1 Nesse sentido, vejam-se: OLIVEIRA, Renata; MASCARENHAS, Carolina; e VARGAS, Nathália. “Novação do plano de recuperação não atinge credores concursais que optaram por não apresentar habilitação retardatária?” Disponível em: https://www.migalhas.com.br/depeso/348159/novacao-do-plano-de-recuperacao-nao-atinge-credores-concursais. Acesso em 20.7.2022; TAVARES, Renato Fermiano. “As divergências do STJ quanto à cobrança de créditos retardatários em RJ”. Acesso em 20.7.2022; TMA Brasil. “Quart@ OnLine: Habilitar ou não o crédito? Efeitos da novação (repercussão do RESP 1.851.692-RS”. Disponível em: https://www.tmabrasil.org/blog-tma-brasil/conteudo-tma/quarta-online-habilitar-ou-nao-o-credito-efeitos-da-novacao. Acesso em 20.7.2022.

2 STJ. “Relator esclarece consequências da opção do credor por não se habilitar no plano de recuperação.” Disponível em: https://www.stj.jus.br/sites/portalp/Paginas/Comunicacao/Noticias/17122021-Relator-esclarece-consequencias-da-opcao-do-credor-por-nao-se-habilitar-no-plano-de-recuperacao.aspx. Acesso em: 20.7.2022.

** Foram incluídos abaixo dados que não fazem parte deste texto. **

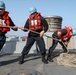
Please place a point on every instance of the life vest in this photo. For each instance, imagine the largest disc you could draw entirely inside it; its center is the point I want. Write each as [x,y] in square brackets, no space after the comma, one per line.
[67,35]
[35,22]
[4,21]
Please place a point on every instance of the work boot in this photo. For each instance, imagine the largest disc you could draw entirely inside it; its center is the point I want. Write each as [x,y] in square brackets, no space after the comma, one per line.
[21,59]
[44,60]
[49,58]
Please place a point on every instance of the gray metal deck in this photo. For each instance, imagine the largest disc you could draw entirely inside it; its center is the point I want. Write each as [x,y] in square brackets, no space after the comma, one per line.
[9,66]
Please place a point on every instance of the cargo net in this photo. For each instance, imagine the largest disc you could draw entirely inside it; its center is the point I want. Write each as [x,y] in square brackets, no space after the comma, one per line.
[67,59]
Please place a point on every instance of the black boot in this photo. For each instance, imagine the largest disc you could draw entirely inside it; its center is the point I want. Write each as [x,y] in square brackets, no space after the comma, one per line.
[49,58]
[44,60]
[65,49]
[21,59]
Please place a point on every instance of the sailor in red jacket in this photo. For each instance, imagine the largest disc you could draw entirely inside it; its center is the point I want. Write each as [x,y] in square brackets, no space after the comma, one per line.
[36,23]
[5,20]
[62,34]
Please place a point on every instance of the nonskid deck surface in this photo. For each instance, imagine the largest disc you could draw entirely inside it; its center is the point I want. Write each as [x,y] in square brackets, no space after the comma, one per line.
[9,66]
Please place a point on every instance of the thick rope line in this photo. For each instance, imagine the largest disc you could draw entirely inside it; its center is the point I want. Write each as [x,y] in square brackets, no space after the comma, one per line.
[36,33]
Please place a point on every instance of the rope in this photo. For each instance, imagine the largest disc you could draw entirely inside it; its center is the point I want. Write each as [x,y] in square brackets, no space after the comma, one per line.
[36,33]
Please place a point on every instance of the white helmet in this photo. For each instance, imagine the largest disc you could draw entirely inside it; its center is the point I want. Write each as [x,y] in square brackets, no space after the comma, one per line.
[32,10]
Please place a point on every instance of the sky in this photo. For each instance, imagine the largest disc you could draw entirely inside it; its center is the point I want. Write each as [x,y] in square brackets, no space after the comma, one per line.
[19,11]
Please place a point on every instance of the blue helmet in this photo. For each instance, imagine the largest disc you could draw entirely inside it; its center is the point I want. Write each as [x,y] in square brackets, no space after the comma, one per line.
[32,10]
[73,32]
[2,5]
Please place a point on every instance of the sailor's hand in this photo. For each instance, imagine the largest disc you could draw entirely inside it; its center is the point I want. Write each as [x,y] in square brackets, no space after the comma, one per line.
[41,33]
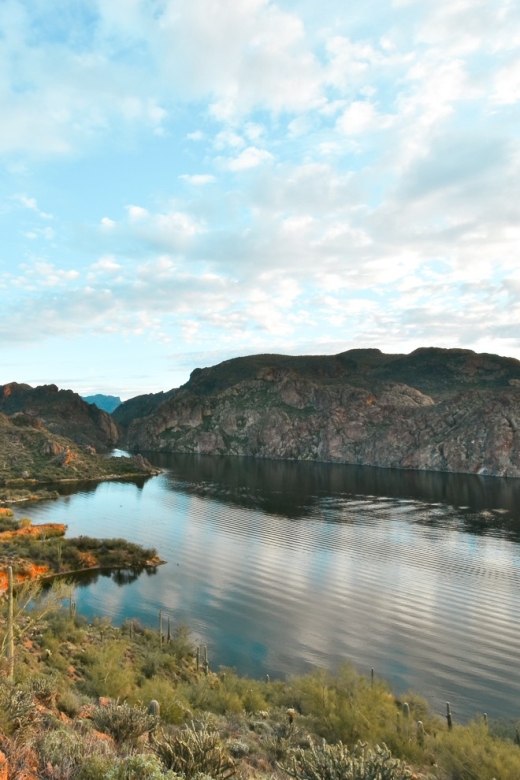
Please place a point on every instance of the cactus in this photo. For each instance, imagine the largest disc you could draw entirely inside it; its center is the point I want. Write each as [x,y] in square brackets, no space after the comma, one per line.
[336,762]
[125,724]
[154,709]
[195,751]
[10,624]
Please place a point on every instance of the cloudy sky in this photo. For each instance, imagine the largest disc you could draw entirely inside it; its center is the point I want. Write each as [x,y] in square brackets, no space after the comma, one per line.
[184,181]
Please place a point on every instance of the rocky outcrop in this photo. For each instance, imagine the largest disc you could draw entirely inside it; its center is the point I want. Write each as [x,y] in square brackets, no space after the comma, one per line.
[107,402]
[445,410]
[32,455]
[62,412]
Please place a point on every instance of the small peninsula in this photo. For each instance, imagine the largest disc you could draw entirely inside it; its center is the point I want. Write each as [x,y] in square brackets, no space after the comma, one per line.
[42,551]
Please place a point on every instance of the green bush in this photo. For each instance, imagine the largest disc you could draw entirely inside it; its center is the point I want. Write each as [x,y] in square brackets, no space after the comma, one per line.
[16,708]
[344,707]
[124,723]
[174,708]
[108,672]
[471,753]
[336,762]
[139,767]
[195,750]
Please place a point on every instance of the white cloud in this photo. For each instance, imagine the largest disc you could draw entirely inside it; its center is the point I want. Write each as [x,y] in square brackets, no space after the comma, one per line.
[106,263]
[32,205]
[198,179]
[360,117]
[249,158]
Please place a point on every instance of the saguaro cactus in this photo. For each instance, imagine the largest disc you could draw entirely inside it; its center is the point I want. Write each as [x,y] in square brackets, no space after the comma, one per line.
[10,623]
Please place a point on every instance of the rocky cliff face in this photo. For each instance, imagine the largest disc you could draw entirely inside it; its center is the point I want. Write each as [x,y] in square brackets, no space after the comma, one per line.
[31,455]
[447,410]
[62,412]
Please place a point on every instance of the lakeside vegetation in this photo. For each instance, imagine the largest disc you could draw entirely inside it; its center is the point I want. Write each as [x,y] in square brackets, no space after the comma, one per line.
[32,459]
[35,551]
[96,702]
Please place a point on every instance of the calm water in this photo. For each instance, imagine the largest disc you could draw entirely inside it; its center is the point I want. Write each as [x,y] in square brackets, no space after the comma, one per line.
[280,567]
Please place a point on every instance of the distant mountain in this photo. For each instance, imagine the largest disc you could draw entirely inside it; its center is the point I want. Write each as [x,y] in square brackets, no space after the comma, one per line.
[434,409]
[106,402]
[140,406]
[62,412]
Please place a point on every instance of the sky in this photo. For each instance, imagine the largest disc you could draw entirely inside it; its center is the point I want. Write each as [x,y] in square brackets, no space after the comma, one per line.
[186,181]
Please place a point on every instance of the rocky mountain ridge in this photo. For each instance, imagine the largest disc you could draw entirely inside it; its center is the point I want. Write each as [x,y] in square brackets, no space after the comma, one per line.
[435,409]
[62,412]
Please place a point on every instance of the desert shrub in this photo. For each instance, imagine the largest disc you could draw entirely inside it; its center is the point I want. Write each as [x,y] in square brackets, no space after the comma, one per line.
[237,748]
[231,694]
[344,707]
[472,753]
[181,645]
[43,687]
[7,522]
[196,749]
[95,767]
[69,703]
[174,708]
[124,723]
[336,762]
[139,767]
[16,708]
[283,738]
[108,672]
[60,748]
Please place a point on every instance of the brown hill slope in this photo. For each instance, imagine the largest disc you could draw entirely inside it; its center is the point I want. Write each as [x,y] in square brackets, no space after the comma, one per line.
[447,410]
[62,412]
[30,454]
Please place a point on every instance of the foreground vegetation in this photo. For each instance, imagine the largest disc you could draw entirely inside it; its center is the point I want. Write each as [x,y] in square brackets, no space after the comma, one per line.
[95,702]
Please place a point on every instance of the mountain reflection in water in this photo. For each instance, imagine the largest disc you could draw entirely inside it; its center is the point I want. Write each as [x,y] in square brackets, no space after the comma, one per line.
[280,566]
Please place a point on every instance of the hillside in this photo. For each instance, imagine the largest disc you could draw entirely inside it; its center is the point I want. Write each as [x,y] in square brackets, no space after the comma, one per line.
[62,412]
[435,409]
[96,702]
[31,456]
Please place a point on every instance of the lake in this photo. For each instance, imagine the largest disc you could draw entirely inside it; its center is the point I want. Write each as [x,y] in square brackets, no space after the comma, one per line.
[282,566]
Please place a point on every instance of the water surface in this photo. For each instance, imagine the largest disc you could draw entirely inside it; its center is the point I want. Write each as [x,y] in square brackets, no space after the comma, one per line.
[282,566]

No mesmo sentido, vejam-se os julgamentos, disponíveis no sítio eletrônico do Youtube: “Quarta Turma – STJ – 14/12/2021”. Disponível em: https://www.youtube.com/watch?v=9ln9v1tZ6VQ&t=6055s. Acesso em: 20.7.2022; “Quarta Turma – STJ – 25/05/2022”. Disponível em: https://www.youtube.com/watch?v=zaPuCMcaSF8&t=3999s. Acesso em: 20.7.2022.

Luciana Celidonio
Sócia das áreas de Reestruturação e Insolvência e Solução de Conflitos do BMA Advogados. Ela possui mais de 20 anos de experiência lidando com controvérsias complexas (arbitragem e contencioso), envolvendo falência e contencioso bancário, societário e comercial.

Natalia Yazbek
Advogada sênior e líder de equipe de Reestruturação e Insolvência no BMA - Barbosa, Müssnich, Aragão.

Bruno Henrique Rosa
Advogado do escritório BMA Advogados.